As far as I'm concerned, when it comes to medicine, nothing's impossible. People get things no one ever thought they would and people recover from things no one ever thought possible.
But let's talk about you, in particular. It's great that you know your family medical history. Diabetes is a risk factor for colon cancer (and many other health conditions), so you should keep an eye on your blood sugar. And you're right to worry about living in a house full of smokers. Smoking has been associated with increased colon cancer risk (and a bunch of other unpleasant things) so my advice is to limit your secondhand smoke exposure as much as you can.
In general, teenagers aren't likely to get colon cancer. Most people who develop colon cancer don't do so until their fifties or later. But younger people, including teenagers and children, can develop colorectal cancer. For example, multiple polyps (and potentially tumors) occur in juvenile polyposis. Also, people with FAP have 100 percent chance of developing colorectal cancer (usually by age 45) and people with HNPCC have about an 80 percent chance of developing colorectal cancer. Is there a history of colon cancer in your family? If so, my advice would be to talk to a doctor about colon cancer screening.
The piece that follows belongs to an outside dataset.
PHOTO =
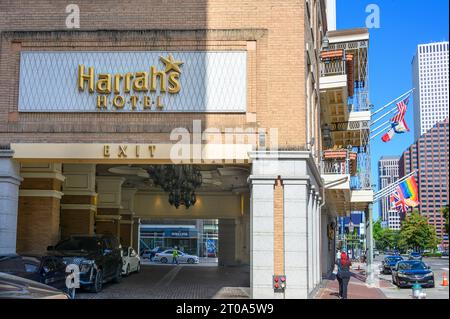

I also think you should consider talking to a doctor about your symptoms. Something doesn't have to be cancer for it to adversely affect your quality of life. Whatever's going on, a medical professional should be able to help you figure it out and take care of it.
Now for your last question. Yes, there are many tests used to diagnose colorectal cancer. The colonoscopy is the most comprehensive screening test, but other choices include a sigmoidoscopy, double contrast barium enema, or a fecal occult blood test. You can learn more about each of the tests in the Screening section of the colon cancer site.
Please remember that I am not a medical professional. I offer my input as a neighbor, a friend, sitting at the kitchen table talking about what's on your mind and trying to help if I can. This is not medical advice. Please don't consider it medical advice or pass it on to others as medical advice. Thanks.